Ainsi, les outils d’IA aident désormais les avocats à effectuer leurs recherches juridiques, à analyser des textes et à rédiger des documents, ce qui atténue d’autant la pertinence des assistants juridiques. De même, les logiciels de traduction s’appuyant sur l’IA réduisent la demande de traducteurs humains dans les entreprises, et dans certains domaines des soins de santé, les outils d’IA arrivent mieux que les humains à détecter précocement les cancers par l’analyse d’images et les dépistages sanguins.

Et même dans les tâches encore effectuées par des humains, sans cesse moins nombreuses, l’IA redéfinit les critères d’excellence. S’il est vrai que les outils d’IA accroissent la productivité pratiquement partout, Erik Brynjolfsson, Danielle Li et Lindsey Raymond (2023), du Massachusetts Institute of Technology, montrent que les avantages de l’IA ne se matérialisent pas uniformément partout. L’IA améliore la productivité des travailleurs moins expérimentés et moins performants, et réduit donc considérablement l’écart entre les travailleurs ordinaires et les plus talentueux. Prenons par exemple le codage. Grâce à l’IA, le rendement des travailleurs moins compétents peut se rapprocher de celui des développeurs plus doués. Cet effet de nivellement pourrait réduire la valeur du talent humain, puisque l’écart de rendement entre les talents exceptionnels et les talents moyens s’estompera. Au fil des avancées de l’IA, celle-ci pourrait dépasser les experts humains dans certains domaines, ce qui laissera de moins en moins d’espace pour l’excellence exclusivement humaine.

Créativité humaine

La perte de la créativité humaine et du sentiment d’appartenance est une autre conséquence possible des conquêtes de l’IA. La multiplication des tâches assistées par l’IA (codage, création de contenu, diagnostic des maladies et composition d’œuvres musicales) aura comme corollaire une tendance à s’en remettre excessivement à elle. Cette dépendance pourrait avoir des conséquences non souhaitées sur le plan de l’innovation. Ainsi, dans leur étude, Fabrizio Dell’Acqua et ses collègues chercheurs (2023) ont comparé le travail de consultants ayant utilisé des outils d’IA à celui d’autres qui n’y avaient pas eu recours et ont constaté que le travail des premiers était moins original. Le résultat est en général de meilleure qualité, mais beaucoup plus monotone, parce que les outils d’IA poussent les consultants vers des solutions uniformisées.
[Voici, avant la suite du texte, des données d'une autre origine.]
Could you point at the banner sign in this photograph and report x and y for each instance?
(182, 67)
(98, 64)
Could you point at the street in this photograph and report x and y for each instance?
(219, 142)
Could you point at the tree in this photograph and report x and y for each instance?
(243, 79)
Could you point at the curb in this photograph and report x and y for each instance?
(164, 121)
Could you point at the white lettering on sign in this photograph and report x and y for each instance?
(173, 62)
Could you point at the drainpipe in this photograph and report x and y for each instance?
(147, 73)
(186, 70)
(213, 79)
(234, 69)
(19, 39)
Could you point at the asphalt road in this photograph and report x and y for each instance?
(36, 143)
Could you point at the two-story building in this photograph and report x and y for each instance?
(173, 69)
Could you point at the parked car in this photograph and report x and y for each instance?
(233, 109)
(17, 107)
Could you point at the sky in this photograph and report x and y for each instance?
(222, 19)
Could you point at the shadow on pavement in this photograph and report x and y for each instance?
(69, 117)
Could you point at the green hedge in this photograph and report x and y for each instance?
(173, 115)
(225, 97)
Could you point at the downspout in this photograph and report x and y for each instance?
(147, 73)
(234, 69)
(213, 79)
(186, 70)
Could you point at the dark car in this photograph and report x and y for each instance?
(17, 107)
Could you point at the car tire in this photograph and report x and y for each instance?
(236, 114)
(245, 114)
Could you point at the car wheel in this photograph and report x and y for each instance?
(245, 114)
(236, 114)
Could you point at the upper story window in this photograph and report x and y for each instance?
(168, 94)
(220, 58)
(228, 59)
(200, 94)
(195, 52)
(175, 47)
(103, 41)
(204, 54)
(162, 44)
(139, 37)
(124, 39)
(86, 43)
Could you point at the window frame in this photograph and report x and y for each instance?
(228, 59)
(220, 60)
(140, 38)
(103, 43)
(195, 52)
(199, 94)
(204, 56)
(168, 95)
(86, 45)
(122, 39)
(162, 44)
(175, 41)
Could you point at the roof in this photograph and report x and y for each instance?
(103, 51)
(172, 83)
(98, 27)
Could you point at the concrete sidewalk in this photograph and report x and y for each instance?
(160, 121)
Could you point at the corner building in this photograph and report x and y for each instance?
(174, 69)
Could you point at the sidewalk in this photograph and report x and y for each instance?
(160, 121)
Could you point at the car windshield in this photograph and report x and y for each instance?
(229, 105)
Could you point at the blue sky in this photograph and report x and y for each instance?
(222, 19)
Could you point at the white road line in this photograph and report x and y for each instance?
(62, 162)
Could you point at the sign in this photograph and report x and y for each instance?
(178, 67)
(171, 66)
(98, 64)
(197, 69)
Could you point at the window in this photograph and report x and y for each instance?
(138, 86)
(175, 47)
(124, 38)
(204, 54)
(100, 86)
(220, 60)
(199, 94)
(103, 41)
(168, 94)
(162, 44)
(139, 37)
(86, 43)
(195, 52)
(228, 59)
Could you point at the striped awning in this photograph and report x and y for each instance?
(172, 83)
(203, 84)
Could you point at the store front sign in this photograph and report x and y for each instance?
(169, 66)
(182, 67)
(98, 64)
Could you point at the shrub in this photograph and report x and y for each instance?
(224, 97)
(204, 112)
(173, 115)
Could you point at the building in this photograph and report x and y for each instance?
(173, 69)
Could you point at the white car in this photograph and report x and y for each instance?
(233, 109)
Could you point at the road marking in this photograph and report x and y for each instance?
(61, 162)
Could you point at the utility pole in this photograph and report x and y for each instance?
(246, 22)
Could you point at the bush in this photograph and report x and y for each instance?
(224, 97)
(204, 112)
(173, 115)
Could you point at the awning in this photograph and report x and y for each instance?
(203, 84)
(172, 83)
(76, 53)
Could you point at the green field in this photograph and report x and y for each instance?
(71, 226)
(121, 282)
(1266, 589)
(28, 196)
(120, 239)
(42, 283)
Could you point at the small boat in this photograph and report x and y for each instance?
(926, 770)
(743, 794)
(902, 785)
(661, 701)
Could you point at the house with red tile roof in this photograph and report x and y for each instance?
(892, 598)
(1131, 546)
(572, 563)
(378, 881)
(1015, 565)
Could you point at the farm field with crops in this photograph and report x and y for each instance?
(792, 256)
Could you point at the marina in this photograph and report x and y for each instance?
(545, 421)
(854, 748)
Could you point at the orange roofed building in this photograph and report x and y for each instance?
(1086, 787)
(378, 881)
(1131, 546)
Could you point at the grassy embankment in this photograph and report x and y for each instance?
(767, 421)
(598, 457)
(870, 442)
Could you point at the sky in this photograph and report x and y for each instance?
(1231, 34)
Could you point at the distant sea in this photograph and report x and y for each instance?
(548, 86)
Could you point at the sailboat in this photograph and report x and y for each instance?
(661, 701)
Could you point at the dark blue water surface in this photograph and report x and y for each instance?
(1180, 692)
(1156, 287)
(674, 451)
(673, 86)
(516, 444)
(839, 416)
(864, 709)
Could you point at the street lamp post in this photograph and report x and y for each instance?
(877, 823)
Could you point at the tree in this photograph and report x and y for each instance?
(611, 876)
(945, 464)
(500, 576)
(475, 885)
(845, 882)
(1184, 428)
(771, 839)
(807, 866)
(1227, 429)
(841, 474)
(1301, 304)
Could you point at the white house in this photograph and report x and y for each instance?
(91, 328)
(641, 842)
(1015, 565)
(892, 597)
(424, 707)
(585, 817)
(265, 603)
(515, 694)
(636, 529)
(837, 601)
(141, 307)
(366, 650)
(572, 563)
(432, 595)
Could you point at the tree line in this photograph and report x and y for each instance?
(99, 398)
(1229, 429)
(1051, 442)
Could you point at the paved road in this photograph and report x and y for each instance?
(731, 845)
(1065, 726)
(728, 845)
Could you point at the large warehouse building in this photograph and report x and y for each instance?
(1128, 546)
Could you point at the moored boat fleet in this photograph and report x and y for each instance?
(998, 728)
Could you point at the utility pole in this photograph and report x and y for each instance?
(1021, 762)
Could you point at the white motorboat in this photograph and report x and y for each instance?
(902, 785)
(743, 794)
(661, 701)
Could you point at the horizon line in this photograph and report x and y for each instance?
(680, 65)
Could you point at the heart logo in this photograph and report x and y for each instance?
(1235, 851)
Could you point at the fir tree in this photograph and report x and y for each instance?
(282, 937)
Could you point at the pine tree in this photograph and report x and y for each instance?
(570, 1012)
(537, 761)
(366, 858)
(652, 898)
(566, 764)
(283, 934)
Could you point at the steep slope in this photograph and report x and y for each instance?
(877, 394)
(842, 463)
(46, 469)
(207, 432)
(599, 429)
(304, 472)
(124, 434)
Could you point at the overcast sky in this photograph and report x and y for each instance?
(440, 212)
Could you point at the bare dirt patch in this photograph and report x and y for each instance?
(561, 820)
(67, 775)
L’IA ne menace pas seulement la capacité humaine d’innover, elle pourrait aussi s’approprier les fruits de la créativité des humains. Les outils d’IA sont en effet entraînés au moyen de données et de textes extraits de corpus massifs de contenus créés par des humains. Or, les développeurs n’attribuent pas toujours le mérite aux créateurs, et indemnisent encore moins les personnes à l’origine des données exploitées. Cette pratique donne lieu à de nombreuses poursuites lancées par des créateurs de contenu qui allèguent que leurs œuvres protégées par des droits d’auteur ont été utilisées illégalement. Par exemple, le New York Times a engagé des poursuites contre OpenAI pour utilisation inappropriée de ses archives protégées par des droits d’auteur, et d’autres éditeurs se sont récemment joints au média dans cette affaire. Suivant le même principe, Universal Music Group, Warner Music Group et Sony Music Entertainment ont engagé des poursuites contre Suno et Udio, de jeunes pousses spécialisées dans l’IA, à propos d’outils de création de musique assistée par IA.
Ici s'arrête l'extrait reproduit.